The MBTI classification system is fundamentally based upon the presumption that humans have four main psychological functions, or dichotomies, through which they view the world. These are thinking (T), feeling (F), sensation (S), and intuition (N). Thinking and feeling are the functions people rely upon for judgment in decision-making. Sensation and intuition describe how people perceive new information. Taken together, one of these four functions will be naturally dominant for each person the majority of the time.
Added to these functions are people’s attitudes, expressed by the terms introversion (I) – a preference to operate internally, focused on reflection and ideas – and extroversion (E) – a preference to operate externally, focused on behavior and people. This relates to how people prefer to live their “outer lives” and is not necessarily as simple as defining a person as “shy” or “outgoing” but looks deeper into how people get or spend their energy and whether their information-processing, personal focus, and pace is determined inward or outward.
Finally, the MBTI also incorporates lifestyle preferences, identifying that people have preference for using either the judging (J) functions (thinking or feeling) or the perceiving (P) function (sensation and intuition).
These eight psychological functions and preferences – four sets of two each – can be mixed and matched among each other in different combinations, resulting in the sixteen MBTI distinct “personality types.” In any given group there is likely to be some mix of these types, sometimes more diverse than others. Each type brings with it some indications for the person may behave in an individual or collective setting. Therefore understanding the elements of these different types can be useful in fine-tuning messaging to have maximum appeal to one, some, or all of them.

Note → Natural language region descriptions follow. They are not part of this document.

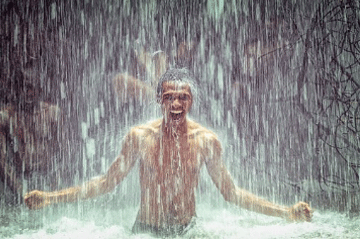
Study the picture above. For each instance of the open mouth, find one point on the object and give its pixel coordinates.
(176, 114)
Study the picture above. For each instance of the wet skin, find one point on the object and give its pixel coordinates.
(171, 152)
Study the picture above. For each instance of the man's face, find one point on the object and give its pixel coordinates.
(176, 101)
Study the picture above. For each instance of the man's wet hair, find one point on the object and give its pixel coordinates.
(176, 74)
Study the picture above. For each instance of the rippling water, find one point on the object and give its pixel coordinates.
(96, 219)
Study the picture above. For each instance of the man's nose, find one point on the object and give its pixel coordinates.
(176, 103)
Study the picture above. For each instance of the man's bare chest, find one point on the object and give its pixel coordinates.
(163, 160)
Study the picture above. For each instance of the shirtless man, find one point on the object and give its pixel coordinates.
(171, 152)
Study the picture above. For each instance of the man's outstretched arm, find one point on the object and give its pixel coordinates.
(98, 186)
(223, 181)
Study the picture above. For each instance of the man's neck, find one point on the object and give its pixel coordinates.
(174, 130)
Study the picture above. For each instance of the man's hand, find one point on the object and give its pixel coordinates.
(300, 212)
(36, 199)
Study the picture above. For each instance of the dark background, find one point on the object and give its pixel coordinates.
(279, 78)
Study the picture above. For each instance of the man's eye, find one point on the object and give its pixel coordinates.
(183, 97)
(167, 97)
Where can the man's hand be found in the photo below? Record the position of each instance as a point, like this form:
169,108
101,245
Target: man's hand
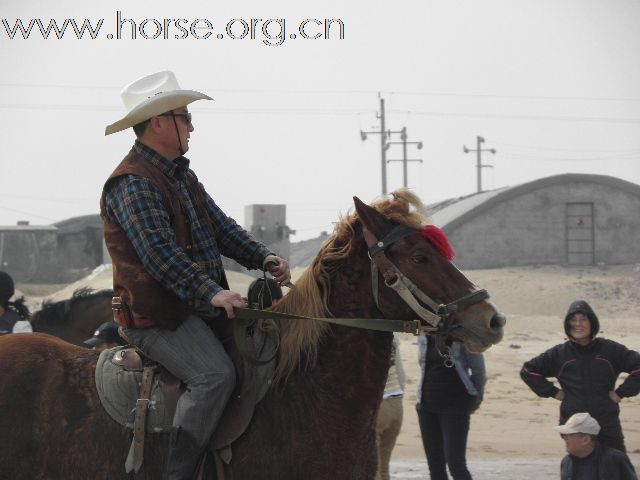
279,269
227,299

Based on the above, there are four dichotomies to the MBTI. In each dichotomy, individuals select from two letters (T for thinking versus F for feeling, for example) the one which most accurately, if not completely, seems most accurate in depicting their personality types. The differences between these four dichotomies are important to understand and useful to take advantage of in tailoring communication across organizational levels to raise compliance awareness.
- Introversion (I) or Extroversion (E): Preference for Introversion suggests an inward focus, with more contemplation and observation in learning or gathering information. I types would enjoy e-learnings, reading guidelines and policies, or other self-paced activities. Preference for Extroversion, on the other hand, indicates a suitability for fast-paced outward focus. These are the eager participants in dilemma sessions or group trainings who like to work with others and develop their ideas out loud, getting energy from quick progress of talking through learning materials.
- Sensation (S) or Intuition (N): Preference for sensation means that concrete, practical information will be the most appealing to these individuals. Communications should use clear and literal descriptions based in reality. Those who prefer intuition, on the other hand, may be more likely to dream about what could be rather than what is. Contemplating business cases and dilemmas would be fun and enjoyable for them.
- Thinking (T) or Feeling (F): Those who lean toward Thinking will respond to decision-making that is promotes rationality and justice. A rules-based approach to communicating compliance principles will evoke their sense of reason and equity and make the objectives relatable. On the other hand, people who prefer Feeling will benefit from a values-based approach. Playing up personal morality and situational empathy is more effective for them.
- Judging (J) or Perceiving (P): Judging is aligned with a preference for planning and methodical assessment. These people will be convinced of the value of a compliance program by, for example, formal risk inventories and control framework evaluations, and coordinated, long-term implementation plans with steps and phases for their goals. People who prefer Perceiving, on the other hand, need a flexible view. This is challenging to adapt to fixed rules and regulations, but offering creative approaches to those can be an engaging possibility.